The afore-mentioned Senator  Manchin urged fellow Democrats on Feb. 10 to gut the Trump-era tax cuts to combat inflation. Now think about this for a minute: The average American worker, according to the Bureau of Labor Statistics, has seen real wages fall 1.7% over the past year and the middle class is getting priced out of many housing markets. Do you agree that increasing taxes should be central to the Biden administration’s plan to combat inflation and rein in the deficit? Manchin and friends will claim that they will only raise taxes on the rich, but there aren’t enough rich people to drive the prices of housing, food, fuel, used cars, etc. It takes tens of millions of people to do that and so Manchin is endorsing the MMT theory that the way to curb rising prices is to raise taxes on the middle class. Do you want to pay higher income taxes this year with prices soaring? I don’t think so.

As a young economist, I thought the proper response to inflation might be a deflationary policy whereby the central bank contracted the supply of money. My wise mentor, Grove City College legend Hans F. Sennholz, said something to this effect: “Inflation is like being shot through the front. Would you try to fix those injuries by shooting the person through the back (deflation)?” Both policies are harmful. Sometimes the best thing you can do is simply let the economy make the necessary adjustments and heal over time.

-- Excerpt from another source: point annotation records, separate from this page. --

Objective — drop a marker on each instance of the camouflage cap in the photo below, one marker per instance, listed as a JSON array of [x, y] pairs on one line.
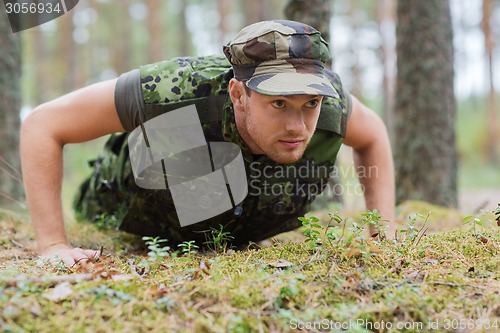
[[281, 58]]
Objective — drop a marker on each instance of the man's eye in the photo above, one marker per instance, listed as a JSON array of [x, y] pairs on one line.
[[278, 103], [312, 103]]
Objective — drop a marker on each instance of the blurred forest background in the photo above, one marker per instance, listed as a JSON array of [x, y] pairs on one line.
[[99, 39]]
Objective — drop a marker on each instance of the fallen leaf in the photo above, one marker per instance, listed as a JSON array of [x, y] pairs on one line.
[[431, 260], [60, 292], [281, 263]]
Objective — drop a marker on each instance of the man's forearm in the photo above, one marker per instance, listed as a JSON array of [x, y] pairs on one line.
[[376, 175], [42, 171]]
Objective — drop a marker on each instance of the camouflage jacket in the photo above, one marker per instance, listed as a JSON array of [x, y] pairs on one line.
[[277, 194]]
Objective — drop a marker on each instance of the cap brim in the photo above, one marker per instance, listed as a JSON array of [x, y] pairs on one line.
[[283, 84]]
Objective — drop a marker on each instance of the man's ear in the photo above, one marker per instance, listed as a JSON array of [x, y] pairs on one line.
[[237, 94]]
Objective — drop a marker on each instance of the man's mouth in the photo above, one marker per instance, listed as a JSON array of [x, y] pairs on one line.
[[291, 143]]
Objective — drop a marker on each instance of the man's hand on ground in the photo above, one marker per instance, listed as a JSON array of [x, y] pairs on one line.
[[68, 255]]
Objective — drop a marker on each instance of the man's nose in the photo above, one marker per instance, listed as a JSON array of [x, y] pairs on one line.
[[295, 122]]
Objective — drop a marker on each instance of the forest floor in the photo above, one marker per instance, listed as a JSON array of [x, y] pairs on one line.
[[442, 274]]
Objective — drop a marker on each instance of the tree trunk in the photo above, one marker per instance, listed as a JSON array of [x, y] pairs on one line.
[[315, 13], [155, 29], [386, 17], [255, 11], [492, 111], [425, 151], [10, 100]]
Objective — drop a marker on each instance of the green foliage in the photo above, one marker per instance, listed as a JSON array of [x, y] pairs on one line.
[[218, 239], [420, 280], [188, 247], [157, 251]]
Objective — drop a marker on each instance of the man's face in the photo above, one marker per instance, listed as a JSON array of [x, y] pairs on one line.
[[279, 126]]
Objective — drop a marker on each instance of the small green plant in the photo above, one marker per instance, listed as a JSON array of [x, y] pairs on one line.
[[218, 239], [497, 213], [157, 251], [188, 247], [413, 234], [312, 231]]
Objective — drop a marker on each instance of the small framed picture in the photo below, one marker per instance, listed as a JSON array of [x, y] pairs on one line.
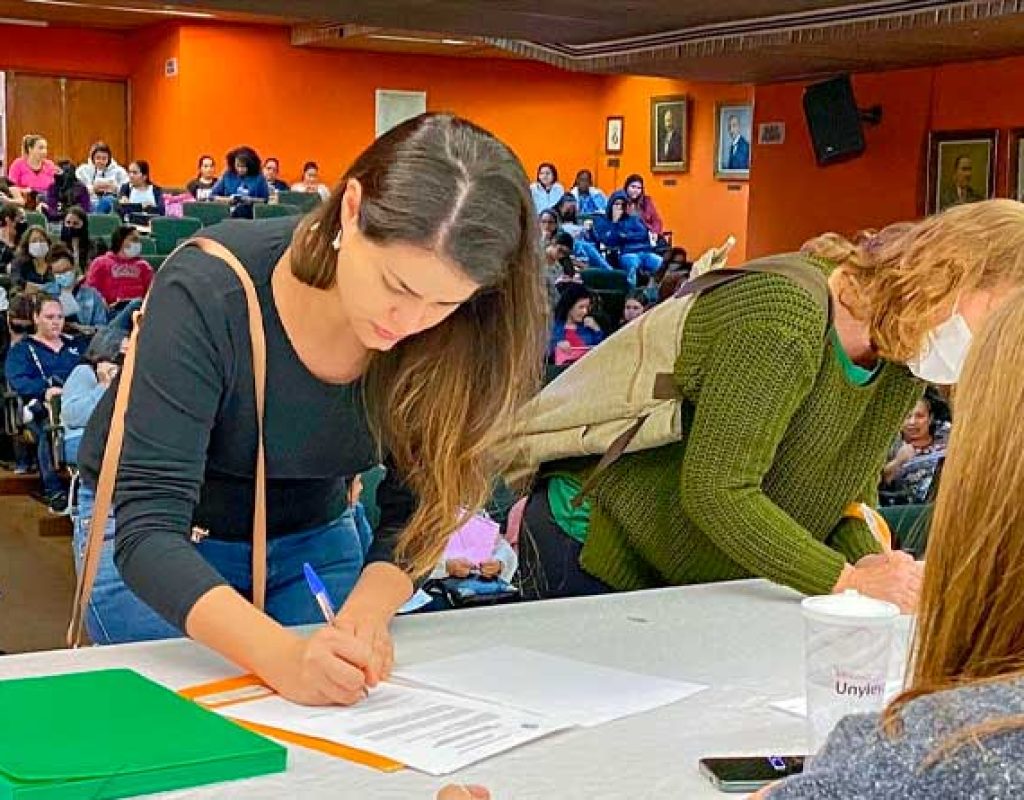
[[733, 123], [613, 128], [961, 168], [1017, 165], [669, 133]]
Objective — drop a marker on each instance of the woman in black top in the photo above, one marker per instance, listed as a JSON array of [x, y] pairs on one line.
[[376, 308]]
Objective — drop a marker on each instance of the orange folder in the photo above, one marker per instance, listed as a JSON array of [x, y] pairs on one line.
[[244, 688]]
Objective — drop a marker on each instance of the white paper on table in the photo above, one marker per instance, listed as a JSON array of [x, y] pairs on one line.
[[798, 706], [562, 688], [426, 730]]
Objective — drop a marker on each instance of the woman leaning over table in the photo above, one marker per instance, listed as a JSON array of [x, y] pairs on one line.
[[957, 730], [786, 420], [374, 307]]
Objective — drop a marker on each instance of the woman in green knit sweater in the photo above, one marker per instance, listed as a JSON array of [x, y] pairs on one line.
[[786, 421]]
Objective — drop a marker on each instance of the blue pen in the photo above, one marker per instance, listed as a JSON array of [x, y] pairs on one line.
[[320, 592]]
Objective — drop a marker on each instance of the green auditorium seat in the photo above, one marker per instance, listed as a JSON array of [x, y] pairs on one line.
[[262, 210], [306, 201], [207, 213], [103, 225], [167, 230]]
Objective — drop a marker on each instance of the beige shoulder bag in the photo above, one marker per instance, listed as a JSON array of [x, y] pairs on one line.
[[112, 455]]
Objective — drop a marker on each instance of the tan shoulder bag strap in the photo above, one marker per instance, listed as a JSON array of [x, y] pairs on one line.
[[115, 439]]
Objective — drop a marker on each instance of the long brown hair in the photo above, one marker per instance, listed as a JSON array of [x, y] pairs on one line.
[[971, 619], [904, 274], [440, 401]]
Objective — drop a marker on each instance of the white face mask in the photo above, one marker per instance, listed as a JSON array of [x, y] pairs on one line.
[[942, 356]]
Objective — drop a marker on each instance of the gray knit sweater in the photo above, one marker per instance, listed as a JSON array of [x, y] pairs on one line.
[[860, 761]]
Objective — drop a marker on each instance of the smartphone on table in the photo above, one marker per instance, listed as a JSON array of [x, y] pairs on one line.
[[749, 773]]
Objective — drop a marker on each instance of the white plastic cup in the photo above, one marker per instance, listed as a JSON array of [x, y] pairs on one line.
[[848, 649]]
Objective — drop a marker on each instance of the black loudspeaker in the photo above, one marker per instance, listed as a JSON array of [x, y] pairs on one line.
[[834, 120]]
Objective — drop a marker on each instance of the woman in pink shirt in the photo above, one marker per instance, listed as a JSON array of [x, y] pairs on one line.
[[33, 170], [121, 275]]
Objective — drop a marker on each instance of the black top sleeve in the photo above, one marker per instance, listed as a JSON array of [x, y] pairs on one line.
[[173, 408]]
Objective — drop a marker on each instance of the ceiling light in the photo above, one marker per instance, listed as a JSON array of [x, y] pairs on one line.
[[24, 23], [158, 11]]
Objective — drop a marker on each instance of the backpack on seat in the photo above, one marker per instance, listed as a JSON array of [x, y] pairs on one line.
[[623, 396]]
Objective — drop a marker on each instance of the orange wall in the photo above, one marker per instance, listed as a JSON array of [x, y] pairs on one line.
[[793, 199], [700, 211], [249, 85], [65, 51]]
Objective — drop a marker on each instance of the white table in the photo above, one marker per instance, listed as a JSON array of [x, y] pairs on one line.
[[743, 639]]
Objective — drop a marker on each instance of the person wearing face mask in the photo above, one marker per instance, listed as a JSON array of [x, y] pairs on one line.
[[787, 413], [75, 236], [12, 226], [102, 176], [121, 275], [84, 307], [36, 369], [29, 269]]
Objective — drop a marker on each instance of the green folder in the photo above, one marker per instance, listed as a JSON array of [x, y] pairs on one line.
[[115, 733]]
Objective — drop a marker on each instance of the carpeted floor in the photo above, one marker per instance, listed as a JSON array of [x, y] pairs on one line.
[[37, 579]]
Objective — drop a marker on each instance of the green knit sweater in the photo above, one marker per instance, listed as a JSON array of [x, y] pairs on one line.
[[776, 443]]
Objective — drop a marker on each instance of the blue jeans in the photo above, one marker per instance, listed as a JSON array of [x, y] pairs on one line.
[[631, 262], [335, 550], [586, 251]]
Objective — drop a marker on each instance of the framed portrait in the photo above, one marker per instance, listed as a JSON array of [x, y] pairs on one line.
[[961, 168], [613, 128], [1016, 164], [733, 127], [670, 133]]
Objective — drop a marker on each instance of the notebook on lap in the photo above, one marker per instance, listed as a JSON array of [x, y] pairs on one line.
[[114, 733]]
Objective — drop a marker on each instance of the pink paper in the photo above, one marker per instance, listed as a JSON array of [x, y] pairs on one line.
[[474, 541]]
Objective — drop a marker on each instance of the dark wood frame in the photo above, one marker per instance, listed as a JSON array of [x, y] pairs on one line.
[[936, 139], [1015, 165], [610, 151], [732, 175], [684, 165]]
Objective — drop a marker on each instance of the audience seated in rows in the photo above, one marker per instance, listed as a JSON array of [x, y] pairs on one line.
[[66, 192], [30, 264], [140, 191], [121, 275], [243, 183], [957, 729], [75, 236], [574, 332], [33, 171], [627, 234], [12, 227], [642, 204], [546, 190], [915, 455], [87, 383], [271, 171], [102, 177], [202, 185], [310, 181], [36, 369], [591, 199], [84, 308]]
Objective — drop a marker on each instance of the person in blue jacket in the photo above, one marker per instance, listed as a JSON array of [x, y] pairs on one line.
[[36, 370], [628, 235], [243, 183]]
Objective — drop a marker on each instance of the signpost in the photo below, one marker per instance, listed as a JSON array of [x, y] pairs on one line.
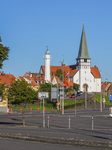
[[43, 95]]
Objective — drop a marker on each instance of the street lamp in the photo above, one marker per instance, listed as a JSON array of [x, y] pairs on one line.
[[63, 88], [101, 93]]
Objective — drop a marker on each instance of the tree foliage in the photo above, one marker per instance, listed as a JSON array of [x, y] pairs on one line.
[[76, 86], [4, 53], [60, 74], [2, 90], [46, 87], [21, 92]]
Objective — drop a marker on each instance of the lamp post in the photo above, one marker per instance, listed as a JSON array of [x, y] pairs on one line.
[[101, 94], [63, 87]]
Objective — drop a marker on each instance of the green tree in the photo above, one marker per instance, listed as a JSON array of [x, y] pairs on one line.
[[46, 87], [76, 86], [59, 73], [4, 53], [2, 90], [21, 93]]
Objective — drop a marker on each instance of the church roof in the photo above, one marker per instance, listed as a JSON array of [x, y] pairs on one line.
[[83, 50], [72, 70]]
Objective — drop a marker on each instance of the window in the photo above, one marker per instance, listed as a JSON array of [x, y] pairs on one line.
[[85, 60]]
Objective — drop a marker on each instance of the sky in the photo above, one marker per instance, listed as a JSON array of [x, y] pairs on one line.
[[28, 26]]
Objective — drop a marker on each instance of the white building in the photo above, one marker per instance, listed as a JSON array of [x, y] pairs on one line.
[[82, 73]]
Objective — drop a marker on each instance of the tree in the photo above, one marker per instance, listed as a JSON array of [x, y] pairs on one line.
[[76, 86], [59, 73], [2, 90], [21, 93], [46, 87], [4, 53]]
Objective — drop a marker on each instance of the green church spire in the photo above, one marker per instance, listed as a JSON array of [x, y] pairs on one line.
[[83, 50]]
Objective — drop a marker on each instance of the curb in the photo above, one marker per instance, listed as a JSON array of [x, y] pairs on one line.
[[54, 140]]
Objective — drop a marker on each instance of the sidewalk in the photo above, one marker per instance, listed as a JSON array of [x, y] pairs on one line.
[[80, 132]]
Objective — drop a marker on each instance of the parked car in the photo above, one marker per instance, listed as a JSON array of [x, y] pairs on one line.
[[72, 96]]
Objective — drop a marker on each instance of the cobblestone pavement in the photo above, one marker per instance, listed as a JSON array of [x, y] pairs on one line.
[[87, 127]]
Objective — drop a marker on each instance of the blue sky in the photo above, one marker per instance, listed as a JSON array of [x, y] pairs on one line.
[[28, 26]]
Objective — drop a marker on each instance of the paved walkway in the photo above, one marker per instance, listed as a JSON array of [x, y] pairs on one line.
[[83, 130]]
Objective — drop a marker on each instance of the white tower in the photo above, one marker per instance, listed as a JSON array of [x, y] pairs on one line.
[[84, 64], [47, 59]]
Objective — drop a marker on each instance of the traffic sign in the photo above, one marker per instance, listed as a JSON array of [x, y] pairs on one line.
[[58, 103], [43, 94]]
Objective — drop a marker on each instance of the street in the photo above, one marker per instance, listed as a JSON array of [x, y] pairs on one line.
[[11, 144]]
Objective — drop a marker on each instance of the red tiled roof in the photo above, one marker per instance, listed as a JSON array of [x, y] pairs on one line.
[[71, 69], [7, 79], [68, 82], [95, 72]]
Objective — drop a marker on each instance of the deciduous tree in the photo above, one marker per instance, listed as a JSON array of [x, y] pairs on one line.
[[4, 53]]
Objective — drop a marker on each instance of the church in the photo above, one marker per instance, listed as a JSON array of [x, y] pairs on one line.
[[82, 73]]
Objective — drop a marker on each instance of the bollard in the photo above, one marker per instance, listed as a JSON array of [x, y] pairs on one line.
[[48, 121], [30, 109], [38, 109], [69, 122], [52, 109], [92, 123], [11, 111], [21, 109]]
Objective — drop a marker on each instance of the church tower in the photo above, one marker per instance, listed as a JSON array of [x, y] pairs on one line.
[[83, 63], [47, 59]]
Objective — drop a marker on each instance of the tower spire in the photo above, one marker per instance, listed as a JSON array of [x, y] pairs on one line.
[[83, 50]]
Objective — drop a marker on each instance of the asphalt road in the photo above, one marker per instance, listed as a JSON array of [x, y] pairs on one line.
[[9, 144]]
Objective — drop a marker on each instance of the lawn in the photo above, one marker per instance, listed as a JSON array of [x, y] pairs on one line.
[[97, 99]]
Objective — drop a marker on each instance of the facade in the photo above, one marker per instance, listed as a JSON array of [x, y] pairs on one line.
[[82, 73]]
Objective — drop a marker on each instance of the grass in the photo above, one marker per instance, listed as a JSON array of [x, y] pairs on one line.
[[97, 99]]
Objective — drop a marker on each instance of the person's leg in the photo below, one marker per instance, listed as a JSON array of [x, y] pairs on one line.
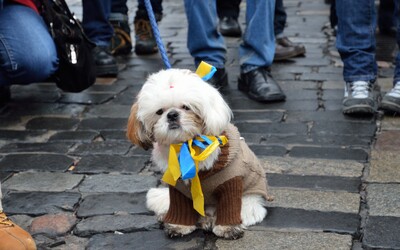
[[391, 101], [27, 55], [280, 18], [145, 42], [355, 42], [96, 14], [121, 42], [228, 13], [204, 41], [284, 48], [258, 47], [256, 53]]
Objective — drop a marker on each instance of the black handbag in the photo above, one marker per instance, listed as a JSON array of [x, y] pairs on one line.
[[76, 71]]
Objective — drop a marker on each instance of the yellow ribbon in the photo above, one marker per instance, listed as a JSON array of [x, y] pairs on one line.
[[205, 70], [173, 171]]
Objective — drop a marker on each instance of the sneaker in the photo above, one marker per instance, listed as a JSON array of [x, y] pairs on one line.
[[106, 65], [391, 101], [121, 42], [14, 237], [358, 98], [145, 43], [220, 79]]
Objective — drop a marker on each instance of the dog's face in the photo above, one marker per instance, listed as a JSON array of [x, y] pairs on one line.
[[174, 106]]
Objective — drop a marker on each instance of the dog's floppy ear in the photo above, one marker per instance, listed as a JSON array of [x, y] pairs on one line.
[[136, 132]]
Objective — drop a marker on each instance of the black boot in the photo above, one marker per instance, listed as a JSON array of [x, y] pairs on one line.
[[259, 85]]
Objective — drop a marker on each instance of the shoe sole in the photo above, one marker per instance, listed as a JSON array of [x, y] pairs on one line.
[[359, 109], [107, 70], [390, 106], [142, 50]]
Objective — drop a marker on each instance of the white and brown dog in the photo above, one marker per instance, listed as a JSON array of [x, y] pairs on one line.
[[173, 107]]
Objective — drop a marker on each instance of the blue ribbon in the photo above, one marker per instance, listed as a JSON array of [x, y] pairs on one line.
[[186, 162]]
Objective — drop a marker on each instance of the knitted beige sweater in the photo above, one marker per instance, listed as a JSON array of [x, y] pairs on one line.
[[237, 172]]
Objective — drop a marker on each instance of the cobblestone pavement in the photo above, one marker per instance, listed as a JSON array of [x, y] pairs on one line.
[[74, 181]]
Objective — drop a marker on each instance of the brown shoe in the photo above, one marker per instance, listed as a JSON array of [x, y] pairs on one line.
[[285, 49], [14, 237]]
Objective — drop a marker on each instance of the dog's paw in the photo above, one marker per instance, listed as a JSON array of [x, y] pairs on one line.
[[253, 210], [157, 200], [229, 232], [174, 230]]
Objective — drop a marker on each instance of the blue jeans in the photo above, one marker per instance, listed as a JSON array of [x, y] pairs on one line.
[[119, 7], [280, 18], [95, 22], [27, 51], [355, 39], [205, 43], [356, 42]]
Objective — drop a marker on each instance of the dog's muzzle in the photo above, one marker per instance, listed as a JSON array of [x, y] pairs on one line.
[[173, 119]]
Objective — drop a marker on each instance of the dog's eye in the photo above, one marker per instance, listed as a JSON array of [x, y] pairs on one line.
[[159, 112]]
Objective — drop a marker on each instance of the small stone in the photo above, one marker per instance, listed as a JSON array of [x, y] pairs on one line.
[[53, 224]]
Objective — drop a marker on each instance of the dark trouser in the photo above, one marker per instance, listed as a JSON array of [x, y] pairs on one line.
[[95, 21], [230, 8]]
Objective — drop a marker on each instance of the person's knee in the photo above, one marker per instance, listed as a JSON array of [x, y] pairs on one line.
[[34, 67]]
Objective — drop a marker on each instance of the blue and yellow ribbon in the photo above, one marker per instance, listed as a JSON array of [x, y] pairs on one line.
[[184, 161], [205, 70]]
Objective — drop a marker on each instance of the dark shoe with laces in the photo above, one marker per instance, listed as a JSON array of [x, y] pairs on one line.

I will close on a sobering note. We are a long way from the Fed’s decade-long policy of aiming for 2% inflation per year. But even under that policy (with the actual rate averaging 1.63%) since the year 2000, the dollar has lost about 39 cents of its purchasing power. The reality is that as long as we allow our government to continue engaging in deficit spending and piling up more debt, we are sentencing ourselves to future inflation. Rather than default outright, we will service our debts with ever-depreciating dollars. It will fall to future generations of Americans to abandon the treachery of fiat currencies, the destructiveness of a politicized central bank equipped with fiat currencies and the immorality of deficit spending.

Postscript: This was written before Russia invaded Ukraine. I wrote last week about some of the economic repercussions of the invasion. The resulting shortages are likely to cripple production (recessionary) while driving prices of key goods higher (inflationary) all of which portends a return to the stagflationary economic conditions of the late 1970s and early 1980s.

Dr. Mark W. Hendrickson is a retired adjunct faculty member, economist and fellow for economic and social policy with the Institute for Faith and Freedom at Grove City College.